Specific satiety modulates motivational effort. (a) Change in hunger and fullness ratings with food consumption. (b, c) Participants exerted less for the food just consumed but still squeezed for the other food, regardless of awareness. Y-axis is the area under the curve normalised within subject and corrected for baseline changes.

Stimulus-related motivation was measured as the total force exerted on the handgrip during each trial (the area under the force curve). Summary force measures were calculated for each trial type in both blocks. To reduce intersubject variability, the force measures were normalised within subjects according to the maximum of these measures. Corrections for nonspecific changes between the two blocks were made by subtracting responses on the control trials. We compared the effort exerted to win the food prizes before and after food consumption, using a linear mixed model with session (fed, fasted) and food (sated, non-sated) as fixed factors with a random intercept for subject, evaluating conscious and unconscious stimulus presentations separately.

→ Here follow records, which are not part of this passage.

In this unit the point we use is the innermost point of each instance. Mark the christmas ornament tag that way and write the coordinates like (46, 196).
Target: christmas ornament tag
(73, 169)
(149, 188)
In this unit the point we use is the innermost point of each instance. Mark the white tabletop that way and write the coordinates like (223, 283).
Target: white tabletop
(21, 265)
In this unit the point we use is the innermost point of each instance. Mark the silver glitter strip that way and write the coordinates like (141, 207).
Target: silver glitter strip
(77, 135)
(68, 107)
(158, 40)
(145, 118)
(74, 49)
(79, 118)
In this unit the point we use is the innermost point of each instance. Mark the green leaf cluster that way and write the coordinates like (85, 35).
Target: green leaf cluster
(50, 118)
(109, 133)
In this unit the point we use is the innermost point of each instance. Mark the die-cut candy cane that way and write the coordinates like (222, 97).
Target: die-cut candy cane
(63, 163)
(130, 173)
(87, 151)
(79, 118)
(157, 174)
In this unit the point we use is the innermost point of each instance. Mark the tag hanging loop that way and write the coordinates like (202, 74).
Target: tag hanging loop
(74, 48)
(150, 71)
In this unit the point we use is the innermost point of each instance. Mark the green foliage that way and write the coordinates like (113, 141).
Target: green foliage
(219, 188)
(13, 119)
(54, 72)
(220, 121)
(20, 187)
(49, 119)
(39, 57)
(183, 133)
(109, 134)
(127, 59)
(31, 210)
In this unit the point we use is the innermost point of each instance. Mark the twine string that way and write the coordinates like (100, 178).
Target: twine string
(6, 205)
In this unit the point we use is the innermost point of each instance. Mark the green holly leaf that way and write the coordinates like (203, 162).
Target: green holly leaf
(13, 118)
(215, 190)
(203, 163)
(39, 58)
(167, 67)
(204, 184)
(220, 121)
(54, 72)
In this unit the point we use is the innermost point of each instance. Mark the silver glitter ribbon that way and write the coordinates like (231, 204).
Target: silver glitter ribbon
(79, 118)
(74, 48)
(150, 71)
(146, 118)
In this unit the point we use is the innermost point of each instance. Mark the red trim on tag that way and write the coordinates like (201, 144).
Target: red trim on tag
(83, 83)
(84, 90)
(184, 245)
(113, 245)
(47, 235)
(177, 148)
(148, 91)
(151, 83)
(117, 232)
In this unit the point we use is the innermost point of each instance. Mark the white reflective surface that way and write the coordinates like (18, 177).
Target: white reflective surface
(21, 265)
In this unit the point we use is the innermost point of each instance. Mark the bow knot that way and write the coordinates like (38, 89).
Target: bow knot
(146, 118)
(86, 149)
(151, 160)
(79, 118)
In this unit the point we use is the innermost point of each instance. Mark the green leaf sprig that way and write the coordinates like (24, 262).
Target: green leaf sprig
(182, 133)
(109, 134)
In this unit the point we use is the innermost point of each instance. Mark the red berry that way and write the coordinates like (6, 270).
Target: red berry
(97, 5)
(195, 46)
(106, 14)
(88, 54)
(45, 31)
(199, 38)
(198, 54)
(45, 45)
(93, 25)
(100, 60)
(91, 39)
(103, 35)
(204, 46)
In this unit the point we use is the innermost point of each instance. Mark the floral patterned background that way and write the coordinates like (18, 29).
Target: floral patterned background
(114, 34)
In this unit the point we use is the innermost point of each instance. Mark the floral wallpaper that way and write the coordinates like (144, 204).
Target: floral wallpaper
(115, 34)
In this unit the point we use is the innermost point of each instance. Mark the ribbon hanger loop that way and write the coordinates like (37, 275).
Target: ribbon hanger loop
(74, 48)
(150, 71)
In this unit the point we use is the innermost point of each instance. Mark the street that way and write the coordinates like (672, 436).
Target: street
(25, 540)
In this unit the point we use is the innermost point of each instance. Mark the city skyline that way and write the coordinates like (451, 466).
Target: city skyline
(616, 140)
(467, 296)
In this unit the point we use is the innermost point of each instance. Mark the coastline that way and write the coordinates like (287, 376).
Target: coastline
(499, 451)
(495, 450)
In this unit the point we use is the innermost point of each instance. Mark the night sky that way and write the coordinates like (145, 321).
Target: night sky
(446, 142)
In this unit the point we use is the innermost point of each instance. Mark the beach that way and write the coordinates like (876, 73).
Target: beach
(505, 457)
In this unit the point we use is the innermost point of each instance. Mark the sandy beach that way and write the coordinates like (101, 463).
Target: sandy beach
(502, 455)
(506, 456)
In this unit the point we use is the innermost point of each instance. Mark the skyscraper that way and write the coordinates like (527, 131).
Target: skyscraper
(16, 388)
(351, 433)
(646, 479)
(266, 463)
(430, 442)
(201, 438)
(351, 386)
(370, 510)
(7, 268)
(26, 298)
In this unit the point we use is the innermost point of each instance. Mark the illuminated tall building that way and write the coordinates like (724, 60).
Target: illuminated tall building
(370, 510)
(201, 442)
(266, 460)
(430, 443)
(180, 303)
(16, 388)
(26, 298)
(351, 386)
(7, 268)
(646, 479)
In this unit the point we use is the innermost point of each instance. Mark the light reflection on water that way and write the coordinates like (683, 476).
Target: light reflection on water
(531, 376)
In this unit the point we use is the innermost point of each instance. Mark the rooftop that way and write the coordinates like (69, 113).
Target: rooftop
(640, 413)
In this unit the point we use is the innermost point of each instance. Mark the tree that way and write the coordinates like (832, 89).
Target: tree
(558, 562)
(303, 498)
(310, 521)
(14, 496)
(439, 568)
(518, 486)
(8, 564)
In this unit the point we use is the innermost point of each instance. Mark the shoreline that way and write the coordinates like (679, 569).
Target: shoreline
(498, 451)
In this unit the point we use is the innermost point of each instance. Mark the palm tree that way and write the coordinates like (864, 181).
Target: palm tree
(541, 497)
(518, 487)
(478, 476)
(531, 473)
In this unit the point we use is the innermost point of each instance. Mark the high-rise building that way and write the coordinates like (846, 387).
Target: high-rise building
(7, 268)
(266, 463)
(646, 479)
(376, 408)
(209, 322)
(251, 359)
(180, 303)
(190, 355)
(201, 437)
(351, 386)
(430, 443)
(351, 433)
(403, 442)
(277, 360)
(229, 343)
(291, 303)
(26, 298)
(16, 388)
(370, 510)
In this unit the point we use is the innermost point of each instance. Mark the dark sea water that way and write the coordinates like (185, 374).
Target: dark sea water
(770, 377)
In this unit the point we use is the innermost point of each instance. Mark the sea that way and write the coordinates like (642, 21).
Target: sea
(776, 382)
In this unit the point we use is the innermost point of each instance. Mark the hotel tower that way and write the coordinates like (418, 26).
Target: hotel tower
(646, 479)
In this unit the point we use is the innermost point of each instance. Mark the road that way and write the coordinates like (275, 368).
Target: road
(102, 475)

One participant did not consume the food and was excluded from the analysis. One further participant was excluded from the analysis of subliminal trials because of superior performance on the forced choice discrimination task.

Results

Hunger and fullness ratings changed significantly after the food had been consumed (Figure 1a); hunger ratings decreased (mean change −4.27, s.d.=1.91, t(22)=−15.357, P<0.001) and fullness ratings increased (mean change=4.84, s.d.=2.58, t(22)=5.155, P<0.001). The analysis of the force data showed that as predicted, on conscious trials greater force was exerted for food, compared with neutral images. There was a significant SSS effect: during the second block, participants exerted less force to win the food they had just consumed, but were still working to win the other food (Figure 1b). Crucially, we found the same pattern of significant changes even on the subliminal trials (Figure 1c). The mixed model analysis revealed a significant effect of session and a session × food interaction for both the conscious (session: P<0.001, interaction: P<0.001) and subliminal trials (session: P=0.045, interaction: P=0.023). The parameter estimates from the mixed model are shown in Table 1. When debriefed after the second block, 19 participants reported no awareness of the subliminal pictures and 4 reported that they thought they had seen a pizza 5% of the time; all were unaware of having modified their exertion on these trials. Performance on the test of awareness was at chance levels and the d prime index was not significantly different from zero (mean=0.28, s.e.=0.17, P=0.109). Thus, we can conclude that on these trials participants were not able to perceive the stimuli consciously, and therefore modulations of effort for the consumed food occurred outside conscious awareness.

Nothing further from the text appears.